Gold Bulls Come Back

After a couple of devastating days for the gold market a couple of weeks ago, gold showed signs of life this past week.  It ended the week over $1,450.  We might look back on the last couple of weeks as the last opportunity for relatively cheap prices.  It has given an opportunity to all of the procrastinators of the world, or those just becoming familiar with the benefits of owning gold.  Of course, the procrastinators probably just procrastinated again.

After the two big down days, I read several stories saying that people were lining up to buy physical gold.  I’m guessing that these were mostly people who already owned gold and were adding to their holdings.  Most of the stories seemed credible, but it is always hard to say.

Just glancing at a few prices on the web, it does seem that the premiums for gold coins are a bit higher than typical.  Over time, the physical gold market and the trading market (with digital money) will tend to be close.  When there are big moves in the price in a short period of time, it is not uncommon to have a little disconnect.

I read and hear stories all over the place about how “they” crashed the gold market.  I can never figure out who “they” is.  It is supposed to be this big conspiracy between Goldman Sachs, bankers, the Fed, the government, and inside investors.  Anything is possible, I suppose.  But just because the price goes down big in one or two days doesn’t automatically mean it is “manipulation”, unless by manipulation you simply mean people wanting to sell what they have.

In the long run, it doesn’t really matter.  Even if Goldman Sachs is intentionally trying to push the price of gold down, it won’t work for long.  Even its resources are limited.  And we could see that when prices did come down, many buyers rushed in looking for a good deal.

No matter how you slice it, the Fed is creating new money out of thin air like crazy.  The adjusted monetary base has just surged past $3 trillion.  It was just over $800 billion less than five years ago.  It has almost quadrupled in that time and the Fed is still promising to create $85 billion per month.

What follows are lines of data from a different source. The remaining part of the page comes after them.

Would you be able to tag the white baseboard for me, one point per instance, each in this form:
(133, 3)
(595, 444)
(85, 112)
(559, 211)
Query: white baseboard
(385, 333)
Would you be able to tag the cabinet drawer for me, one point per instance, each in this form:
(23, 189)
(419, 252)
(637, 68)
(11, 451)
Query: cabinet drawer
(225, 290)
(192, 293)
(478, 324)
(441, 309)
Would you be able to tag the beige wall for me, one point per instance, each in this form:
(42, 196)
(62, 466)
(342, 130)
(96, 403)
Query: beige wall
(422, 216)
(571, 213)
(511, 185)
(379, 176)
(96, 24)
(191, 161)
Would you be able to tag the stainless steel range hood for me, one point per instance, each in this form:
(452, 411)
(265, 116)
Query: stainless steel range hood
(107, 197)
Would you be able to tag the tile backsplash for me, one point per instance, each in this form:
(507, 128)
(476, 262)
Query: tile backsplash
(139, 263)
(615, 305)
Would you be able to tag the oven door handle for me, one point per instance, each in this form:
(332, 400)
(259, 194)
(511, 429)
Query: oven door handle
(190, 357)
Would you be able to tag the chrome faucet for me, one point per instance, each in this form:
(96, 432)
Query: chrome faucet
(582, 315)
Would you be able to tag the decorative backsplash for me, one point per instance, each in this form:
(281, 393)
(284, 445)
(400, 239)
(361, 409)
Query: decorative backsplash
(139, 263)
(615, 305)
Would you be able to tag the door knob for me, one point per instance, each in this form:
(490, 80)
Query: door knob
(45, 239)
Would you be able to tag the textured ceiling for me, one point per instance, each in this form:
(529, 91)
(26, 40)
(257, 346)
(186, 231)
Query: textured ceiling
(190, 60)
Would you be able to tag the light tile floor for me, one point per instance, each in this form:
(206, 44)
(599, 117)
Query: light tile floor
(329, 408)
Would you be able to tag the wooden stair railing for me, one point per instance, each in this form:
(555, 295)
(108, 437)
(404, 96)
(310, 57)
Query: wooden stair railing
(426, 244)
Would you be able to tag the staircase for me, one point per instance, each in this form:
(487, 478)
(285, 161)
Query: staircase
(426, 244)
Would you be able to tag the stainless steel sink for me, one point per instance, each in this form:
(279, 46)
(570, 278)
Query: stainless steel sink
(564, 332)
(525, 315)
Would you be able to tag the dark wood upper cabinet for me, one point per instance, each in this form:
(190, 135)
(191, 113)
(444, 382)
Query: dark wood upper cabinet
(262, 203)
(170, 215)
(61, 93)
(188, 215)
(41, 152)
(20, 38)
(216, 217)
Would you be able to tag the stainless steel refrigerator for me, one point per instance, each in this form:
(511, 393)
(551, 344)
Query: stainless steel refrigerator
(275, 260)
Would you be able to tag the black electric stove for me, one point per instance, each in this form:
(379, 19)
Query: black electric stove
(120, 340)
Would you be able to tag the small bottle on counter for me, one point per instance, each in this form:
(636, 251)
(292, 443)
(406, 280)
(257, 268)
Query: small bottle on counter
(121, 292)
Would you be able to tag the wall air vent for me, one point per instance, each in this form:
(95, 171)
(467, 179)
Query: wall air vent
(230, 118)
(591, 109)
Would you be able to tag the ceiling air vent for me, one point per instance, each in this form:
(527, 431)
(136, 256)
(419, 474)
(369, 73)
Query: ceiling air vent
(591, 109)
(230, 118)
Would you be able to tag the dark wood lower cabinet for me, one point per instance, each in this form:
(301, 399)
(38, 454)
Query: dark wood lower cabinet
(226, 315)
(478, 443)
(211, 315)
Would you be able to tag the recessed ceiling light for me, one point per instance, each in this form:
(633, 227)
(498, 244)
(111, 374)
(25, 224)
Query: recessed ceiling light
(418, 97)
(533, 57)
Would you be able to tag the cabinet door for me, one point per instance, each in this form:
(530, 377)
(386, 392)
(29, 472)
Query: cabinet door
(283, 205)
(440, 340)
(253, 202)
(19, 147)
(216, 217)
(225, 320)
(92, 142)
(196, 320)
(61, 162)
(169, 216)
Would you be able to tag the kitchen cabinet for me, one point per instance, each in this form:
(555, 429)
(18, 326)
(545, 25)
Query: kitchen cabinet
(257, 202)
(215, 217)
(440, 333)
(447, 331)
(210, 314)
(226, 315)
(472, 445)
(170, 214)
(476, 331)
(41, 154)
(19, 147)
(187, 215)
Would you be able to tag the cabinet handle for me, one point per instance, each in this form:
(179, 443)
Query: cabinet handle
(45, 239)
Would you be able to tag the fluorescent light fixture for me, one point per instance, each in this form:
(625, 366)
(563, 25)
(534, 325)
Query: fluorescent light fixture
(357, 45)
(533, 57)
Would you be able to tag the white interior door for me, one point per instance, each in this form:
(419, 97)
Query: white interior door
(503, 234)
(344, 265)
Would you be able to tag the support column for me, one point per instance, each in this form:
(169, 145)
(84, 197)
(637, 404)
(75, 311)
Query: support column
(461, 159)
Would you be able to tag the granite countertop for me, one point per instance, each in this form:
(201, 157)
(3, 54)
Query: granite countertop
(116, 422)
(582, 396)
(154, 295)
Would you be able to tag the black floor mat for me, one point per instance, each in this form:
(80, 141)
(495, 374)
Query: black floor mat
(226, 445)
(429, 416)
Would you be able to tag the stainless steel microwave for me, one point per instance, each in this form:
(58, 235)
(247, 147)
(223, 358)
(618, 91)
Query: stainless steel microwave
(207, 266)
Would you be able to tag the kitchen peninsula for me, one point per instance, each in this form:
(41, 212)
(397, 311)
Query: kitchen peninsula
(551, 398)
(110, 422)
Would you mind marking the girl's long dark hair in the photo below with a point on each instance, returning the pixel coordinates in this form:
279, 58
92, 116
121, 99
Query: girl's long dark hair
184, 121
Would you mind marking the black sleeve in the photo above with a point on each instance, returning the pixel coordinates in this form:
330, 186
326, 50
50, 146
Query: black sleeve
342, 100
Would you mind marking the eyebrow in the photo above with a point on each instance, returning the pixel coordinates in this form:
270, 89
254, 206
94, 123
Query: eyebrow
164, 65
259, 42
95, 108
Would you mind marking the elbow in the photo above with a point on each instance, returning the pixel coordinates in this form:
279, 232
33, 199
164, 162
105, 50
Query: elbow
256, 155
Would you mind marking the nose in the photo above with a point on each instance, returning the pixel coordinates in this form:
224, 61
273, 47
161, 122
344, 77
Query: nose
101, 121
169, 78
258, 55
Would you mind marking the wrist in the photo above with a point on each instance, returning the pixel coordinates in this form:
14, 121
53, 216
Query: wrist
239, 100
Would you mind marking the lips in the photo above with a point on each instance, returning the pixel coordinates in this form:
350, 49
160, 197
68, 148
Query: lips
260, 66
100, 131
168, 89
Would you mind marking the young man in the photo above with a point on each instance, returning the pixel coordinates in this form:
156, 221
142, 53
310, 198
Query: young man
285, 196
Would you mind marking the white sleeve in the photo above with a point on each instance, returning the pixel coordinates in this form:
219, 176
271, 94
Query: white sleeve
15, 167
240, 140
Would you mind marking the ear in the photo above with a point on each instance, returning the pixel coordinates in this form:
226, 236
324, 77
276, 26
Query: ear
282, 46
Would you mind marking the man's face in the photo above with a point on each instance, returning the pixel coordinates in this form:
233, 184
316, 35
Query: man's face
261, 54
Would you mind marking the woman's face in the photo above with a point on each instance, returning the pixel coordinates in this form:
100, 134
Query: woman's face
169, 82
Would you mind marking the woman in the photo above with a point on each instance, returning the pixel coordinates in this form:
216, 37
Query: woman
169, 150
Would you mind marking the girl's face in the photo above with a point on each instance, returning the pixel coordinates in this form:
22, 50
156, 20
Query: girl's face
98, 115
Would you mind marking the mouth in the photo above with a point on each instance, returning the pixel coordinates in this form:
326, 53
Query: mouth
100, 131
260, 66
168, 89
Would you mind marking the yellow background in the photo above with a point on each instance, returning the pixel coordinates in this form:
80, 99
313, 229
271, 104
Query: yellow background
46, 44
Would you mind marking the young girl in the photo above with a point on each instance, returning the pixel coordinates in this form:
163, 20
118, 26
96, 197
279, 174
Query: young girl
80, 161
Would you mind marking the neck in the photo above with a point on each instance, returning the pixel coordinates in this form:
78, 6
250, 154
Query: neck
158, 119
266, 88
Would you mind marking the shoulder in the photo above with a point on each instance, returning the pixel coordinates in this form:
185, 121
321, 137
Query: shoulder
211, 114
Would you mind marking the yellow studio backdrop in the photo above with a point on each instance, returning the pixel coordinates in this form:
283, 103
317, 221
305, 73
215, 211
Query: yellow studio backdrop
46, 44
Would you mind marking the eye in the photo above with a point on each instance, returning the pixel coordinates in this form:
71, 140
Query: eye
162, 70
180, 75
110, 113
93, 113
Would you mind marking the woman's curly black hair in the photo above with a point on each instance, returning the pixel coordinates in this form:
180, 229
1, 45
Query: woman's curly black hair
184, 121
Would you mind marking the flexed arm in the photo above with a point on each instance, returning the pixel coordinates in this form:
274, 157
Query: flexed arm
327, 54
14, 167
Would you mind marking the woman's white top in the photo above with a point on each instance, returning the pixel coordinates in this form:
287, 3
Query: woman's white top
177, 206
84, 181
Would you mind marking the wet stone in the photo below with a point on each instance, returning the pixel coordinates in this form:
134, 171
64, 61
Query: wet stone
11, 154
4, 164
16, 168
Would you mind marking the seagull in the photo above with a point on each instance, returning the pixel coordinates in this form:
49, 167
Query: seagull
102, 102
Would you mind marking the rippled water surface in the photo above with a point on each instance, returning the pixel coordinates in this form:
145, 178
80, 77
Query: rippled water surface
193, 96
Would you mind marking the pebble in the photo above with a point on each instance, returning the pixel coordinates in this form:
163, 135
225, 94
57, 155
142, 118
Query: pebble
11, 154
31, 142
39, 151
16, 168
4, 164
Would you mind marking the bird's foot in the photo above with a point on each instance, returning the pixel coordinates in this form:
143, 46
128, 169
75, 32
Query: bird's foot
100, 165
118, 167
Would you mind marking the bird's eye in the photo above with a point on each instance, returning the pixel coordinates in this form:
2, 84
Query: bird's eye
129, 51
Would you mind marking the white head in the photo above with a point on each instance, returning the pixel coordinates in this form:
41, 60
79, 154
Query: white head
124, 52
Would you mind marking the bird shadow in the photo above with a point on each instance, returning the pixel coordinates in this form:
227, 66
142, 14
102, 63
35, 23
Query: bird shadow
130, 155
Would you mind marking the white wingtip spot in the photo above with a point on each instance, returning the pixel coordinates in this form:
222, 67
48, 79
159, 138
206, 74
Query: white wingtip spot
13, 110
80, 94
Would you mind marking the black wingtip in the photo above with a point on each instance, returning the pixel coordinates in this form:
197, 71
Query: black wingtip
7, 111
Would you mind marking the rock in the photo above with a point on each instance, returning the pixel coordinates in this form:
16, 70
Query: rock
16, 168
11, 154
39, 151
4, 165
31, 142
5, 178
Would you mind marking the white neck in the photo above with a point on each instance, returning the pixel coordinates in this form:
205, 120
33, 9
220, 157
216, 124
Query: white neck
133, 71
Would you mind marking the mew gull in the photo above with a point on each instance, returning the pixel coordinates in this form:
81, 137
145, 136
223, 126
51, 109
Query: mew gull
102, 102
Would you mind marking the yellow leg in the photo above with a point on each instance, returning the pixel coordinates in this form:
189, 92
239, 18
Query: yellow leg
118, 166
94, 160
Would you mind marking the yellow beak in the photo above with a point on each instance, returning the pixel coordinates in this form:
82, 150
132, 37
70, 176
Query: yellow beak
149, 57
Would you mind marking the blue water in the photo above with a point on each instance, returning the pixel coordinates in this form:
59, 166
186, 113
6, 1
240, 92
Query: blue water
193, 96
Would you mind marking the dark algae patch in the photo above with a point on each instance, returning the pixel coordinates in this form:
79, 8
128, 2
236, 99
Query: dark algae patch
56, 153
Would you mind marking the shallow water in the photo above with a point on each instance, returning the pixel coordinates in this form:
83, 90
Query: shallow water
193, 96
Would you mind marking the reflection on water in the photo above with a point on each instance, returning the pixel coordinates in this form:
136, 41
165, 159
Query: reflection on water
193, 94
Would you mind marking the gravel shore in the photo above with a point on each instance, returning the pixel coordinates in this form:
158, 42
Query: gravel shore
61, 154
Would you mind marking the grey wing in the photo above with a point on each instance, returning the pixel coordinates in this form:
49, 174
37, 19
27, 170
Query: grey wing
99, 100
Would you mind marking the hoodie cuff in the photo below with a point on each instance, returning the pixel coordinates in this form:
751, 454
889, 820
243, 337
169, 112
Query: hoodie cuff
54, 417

While I can’t predict the future, I am reasonably confident that gold will be a lot higher in 6 months than it is now.  If that does not turn out to be the case, then I am reasonably confident we will be in another recession (officially).  And if we go into another deep recession, then we can just expect more money creation.  So either way, I see higher gold prices.  It is just a question of whether it will be really soon or a couple of years down the line.